BMC Med Genomics. 2010 May 6;3:17. doi: 10.1186/1755-8794-3-17.
Many common diseases arise from an interaction between environmental and genetic factors. Our knowledge regarding environment and gene interactions is growing, but frameworks to build an association between gene-environment interactions and disease using preexisting, publicly available data has been lacking. Integrating freely-available environment-gene interaction and disease phenotype data would allow hypothesis generation for potential environmental associations to disease.

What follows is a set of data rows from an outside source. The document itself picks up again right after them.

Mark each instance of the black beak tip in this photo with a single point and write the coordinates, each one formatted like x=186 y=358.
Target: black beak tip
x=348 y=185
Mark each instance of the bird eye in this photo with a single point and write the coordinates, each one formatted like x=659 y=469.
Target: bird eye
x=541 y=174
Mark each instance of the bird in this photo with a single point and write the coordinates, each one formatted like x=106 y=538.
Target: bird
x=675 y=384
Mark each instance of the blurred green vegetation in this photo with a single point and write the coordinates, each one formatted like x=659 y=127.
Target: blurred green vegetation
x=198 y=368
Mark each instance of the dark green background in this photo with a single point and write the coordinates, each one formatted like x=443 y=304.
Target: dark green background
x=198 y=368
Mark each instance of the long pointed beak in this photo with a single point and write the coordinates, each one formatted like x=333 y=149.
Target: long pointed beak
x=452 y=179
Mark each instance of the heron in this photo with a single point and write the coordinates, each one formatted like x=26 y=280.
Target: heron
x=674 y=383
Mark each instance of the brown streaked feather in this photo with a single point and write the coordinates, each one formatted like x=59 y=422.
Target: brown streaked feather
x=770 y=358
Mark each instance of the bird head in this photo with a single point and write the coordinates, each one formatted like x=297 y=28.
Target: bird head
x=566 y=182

We integrated publicly available disease-specific gene expression microarray data and curated chemical-gene interaction data to systematically predict environmental chemicals associated with disease. We derived chemical-gene signatures for 1,338 chemical/environmental chemicals from the Comparative Toxicogenomics Database (CTD). We associated these chemical-gene signatures with differentially expressed genes from datasets found in the Gene Expression Omnibus (GEO) through an enrichment test.
We were able to verify our analytic method by accurately identifying chemicals applied to samples and cell lines. Furthermore, we were able to predict known and novel environmental associations with prostate, lung, and breast cancers, such as estradiol and bisphenol A.

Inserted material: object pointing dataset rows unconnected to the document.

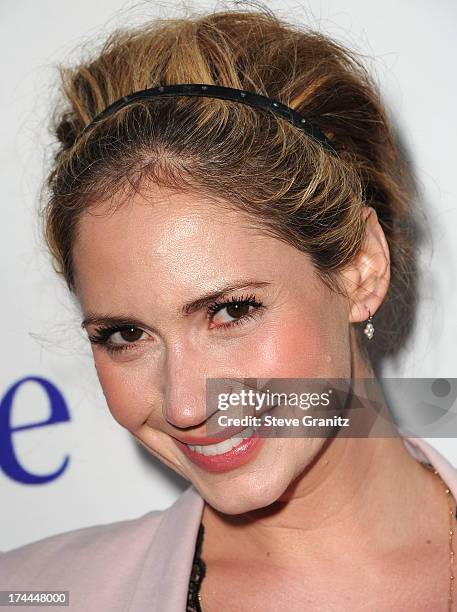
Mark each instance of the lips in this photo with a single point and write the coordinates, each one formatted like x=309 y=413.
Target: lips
x=228 y=432
x=239 y=455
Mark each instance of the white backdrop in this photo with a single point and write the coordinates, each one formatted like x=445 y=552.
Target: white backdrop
x=108 y=476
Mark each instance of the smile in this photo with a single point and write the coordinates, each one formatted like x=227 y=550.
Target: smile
x=223 y=447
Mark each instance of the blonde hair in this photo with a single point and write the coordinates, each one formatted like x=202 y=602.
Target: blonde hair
x=245 y=159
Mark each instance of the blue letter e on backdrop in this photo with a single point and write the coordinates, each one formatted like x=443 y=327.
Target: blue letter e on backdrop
x=9 y=462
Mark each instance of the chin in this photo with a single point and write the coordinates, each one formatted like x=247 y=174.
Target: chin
x=256 y=487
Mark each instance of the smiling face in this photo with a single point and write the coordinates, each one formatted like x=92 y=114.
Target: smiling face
x=142 y=265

We have developed a scalable and statistical method to identify possible environmental associations with disease using publicly available data and have validated some of the associations in the literature.
许多常见疾病是由环境和遗传因素相互作用引起的。我们对环境和基因相互作用的了解在不断增加,但缺乏利用现有公开数据建立基因-环境相互作用与疾病之间关联的框架。整合免费的环境-基因相互作用和疾病表型数据,可以为潜在的环境与疾病关联生成假说。

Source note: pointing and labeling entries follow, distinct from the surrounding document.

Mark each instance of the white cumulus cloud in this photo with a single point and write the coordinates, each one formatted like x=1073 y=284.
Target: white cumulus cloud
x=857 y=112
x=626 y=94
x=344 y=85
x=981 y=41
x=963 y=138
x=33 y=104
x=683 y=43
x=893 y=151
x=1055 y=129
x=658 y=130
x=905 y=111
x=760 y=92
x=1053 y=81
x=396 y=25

我们整合了公开的疾病特异性基因表达微阵列数据和经过精心整理的化学-基因相互作用数据,以系统地预测与疾病相关的环境化学物质。我们从比较毒理学基因组数据库(CTD)中得出了 1338 种化学物质/环境化学物质的化学-基因特征。我们通过富集测试将这些化学-基因特征与基因表达综合数据库(GEO)中找到的数据集的差异表达基因相关联。
我们能够通过准确识别应用于样本和细胞系的化学物质来验证我们的分析方法。此外,我们还能够预测已知和新的环境与前列腺癌、肺癌和乳腺癌的关联,如雌二醇和双酚 A。
我们已经开发了一种可扩展的统计方法,利用公开数据识别与疾病相关的潜在环境关联,并验证了文献中的一些关联。